Beberapa syaratnya antara lain :

Ada ide yang wajib dikembangkan, tokoh dengan karakter yang kuat, judul yang bikin penasaran dan alur cerita yang asyik dibaca. Bagaimana mengelolanya?
Mengembangkan ide.
Ide bisa berasal dari mana saja. Dari anak, anak tetangga, buku, cerita teman, kelas menulis, bahkan pengalaman masa kecil. Cerita yang berjudul ‘Gara-gara Game’ (Lampung Post) terinspirasi dari cerita temannya Pandu. Bagaimana seorang anak sampai berbohong pada temannya dan abai terhadap adiknya. Proses penyampaian maksud tak melulu melalui nasihat, melainkan berdasarkan cerita.

Judul yang bikin penasaran
Untuk anak-anak, judul ‘Telur Raksasa di Pohon Mangga’ (Bobo) sepertinya menarik perhatian. Emang raksasa ada? Bisa bertelur? Kok di pohon mangga?
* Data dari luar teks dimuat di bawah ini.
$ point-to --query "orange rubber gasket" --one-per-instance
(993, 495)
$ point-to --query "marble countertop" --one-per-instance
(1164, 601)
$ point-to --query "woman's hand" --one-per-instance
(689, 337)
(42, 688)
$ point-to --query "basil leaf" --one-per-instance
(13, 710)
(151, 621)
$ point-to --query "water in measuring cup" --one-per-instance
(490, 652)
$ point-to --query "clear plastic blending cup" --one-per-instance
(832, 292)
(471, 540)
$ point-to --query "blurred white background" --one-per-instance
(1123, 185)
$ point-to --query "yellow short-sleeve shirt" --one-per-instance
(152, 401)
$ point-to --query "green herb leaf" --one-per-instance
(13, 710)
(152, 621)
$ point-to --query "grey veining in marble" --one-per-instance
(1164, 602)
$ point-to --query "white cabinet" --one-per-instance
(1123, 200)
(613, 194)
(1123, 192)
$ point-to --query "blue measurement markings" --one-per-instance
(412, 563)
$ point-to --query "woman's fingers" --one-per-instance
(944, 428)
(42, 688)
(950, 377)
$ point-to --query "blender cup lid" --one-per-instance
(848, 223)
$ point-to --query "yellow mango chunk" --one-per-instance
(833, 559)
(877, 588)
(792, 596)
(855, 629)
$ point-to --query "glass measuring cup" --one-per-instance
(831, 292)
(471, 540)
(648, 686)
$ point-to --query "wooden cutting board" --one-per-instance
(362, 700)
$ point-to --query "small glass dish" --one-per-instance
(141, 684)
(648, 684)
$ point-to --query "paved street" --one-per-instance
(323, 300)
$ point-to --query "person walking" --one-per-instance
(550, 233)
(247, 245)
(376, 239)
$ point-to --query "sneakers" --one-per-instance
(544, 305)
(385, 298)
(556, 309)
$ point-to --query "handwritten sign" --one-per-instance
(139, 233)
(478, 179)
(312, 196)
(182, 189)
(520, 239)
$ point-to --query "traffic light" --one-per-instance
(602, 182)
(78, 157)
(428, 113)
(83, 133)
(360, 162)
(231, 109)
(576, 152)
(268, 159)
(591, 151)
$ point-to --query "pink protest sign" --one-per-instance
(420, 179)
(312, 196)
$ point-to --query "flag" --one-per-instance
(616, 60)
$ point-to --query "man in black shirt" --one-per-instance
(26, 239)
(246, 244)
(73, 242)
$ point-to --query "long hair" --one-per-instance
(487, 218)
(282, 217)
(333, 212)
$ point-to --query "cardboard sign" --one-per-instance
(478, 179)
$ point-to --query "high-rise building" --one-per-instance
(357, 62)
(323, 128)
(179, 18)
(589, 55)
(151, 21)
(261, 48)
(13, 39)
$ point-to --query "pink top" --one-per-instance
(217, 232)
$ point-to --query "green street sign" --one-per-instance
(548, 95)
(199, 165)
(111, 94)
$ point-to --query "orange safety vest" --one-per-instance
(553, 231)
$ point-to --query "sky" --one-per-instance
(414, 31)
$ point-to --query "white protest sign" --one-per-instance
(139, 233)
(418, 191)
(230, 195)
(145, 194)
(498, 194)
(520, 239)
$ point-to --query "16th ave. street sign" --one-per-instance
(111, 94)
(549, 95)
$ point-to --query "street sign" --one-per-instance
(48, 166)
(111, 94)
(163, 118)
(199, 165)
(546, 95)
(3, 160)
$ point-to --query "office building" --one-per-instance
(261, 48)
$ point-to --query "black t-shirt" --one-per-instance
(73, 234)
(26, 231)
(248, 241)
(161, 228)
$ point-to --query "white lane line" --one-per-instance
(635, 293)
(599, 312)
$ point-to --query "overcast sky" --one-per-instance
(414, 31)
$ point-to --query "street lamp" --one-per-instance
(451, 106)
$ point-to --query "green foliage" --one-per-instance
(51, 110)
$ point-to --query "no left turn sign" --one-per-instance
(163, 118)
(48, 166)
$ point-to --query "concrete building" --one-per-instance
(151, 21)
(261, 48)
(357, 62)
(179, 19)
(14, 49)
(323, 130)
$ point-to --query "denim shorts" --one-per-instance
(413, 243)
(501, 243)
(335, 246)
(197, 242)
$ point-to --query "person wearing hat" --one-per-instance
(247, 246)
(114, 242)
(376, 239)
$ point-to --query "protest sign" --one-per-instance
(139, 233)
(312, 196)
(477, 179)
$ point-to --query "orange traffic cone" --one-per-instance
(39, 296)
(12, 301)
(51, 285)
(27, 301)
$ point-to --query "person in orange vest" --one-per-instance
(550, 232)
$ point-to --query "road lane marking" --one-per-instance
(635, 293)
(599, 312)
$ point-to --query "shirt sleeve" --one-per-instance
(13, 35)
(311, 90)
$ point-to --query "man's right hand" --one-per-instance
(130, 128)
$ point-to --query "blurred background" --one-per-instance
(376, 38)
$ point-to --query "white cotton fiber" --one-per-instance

Pertanyaan-pertanyaan itu akan menimbulkan keingintahuan untuk membaca cerita sampai akhir.

Tokoh dengan karakter yang kuat
Gambaran seorang anak yang tekun dan tak putus asa terlihat jelas di cerita ‘Bisnis Pertama Iban’ (Majalah Anak Cerdas). Iban yang mulanya boros dan hanya meminta, berusaha keras mendapatkan uang dengan tak mengabaikan tugasnya sebagai siswa.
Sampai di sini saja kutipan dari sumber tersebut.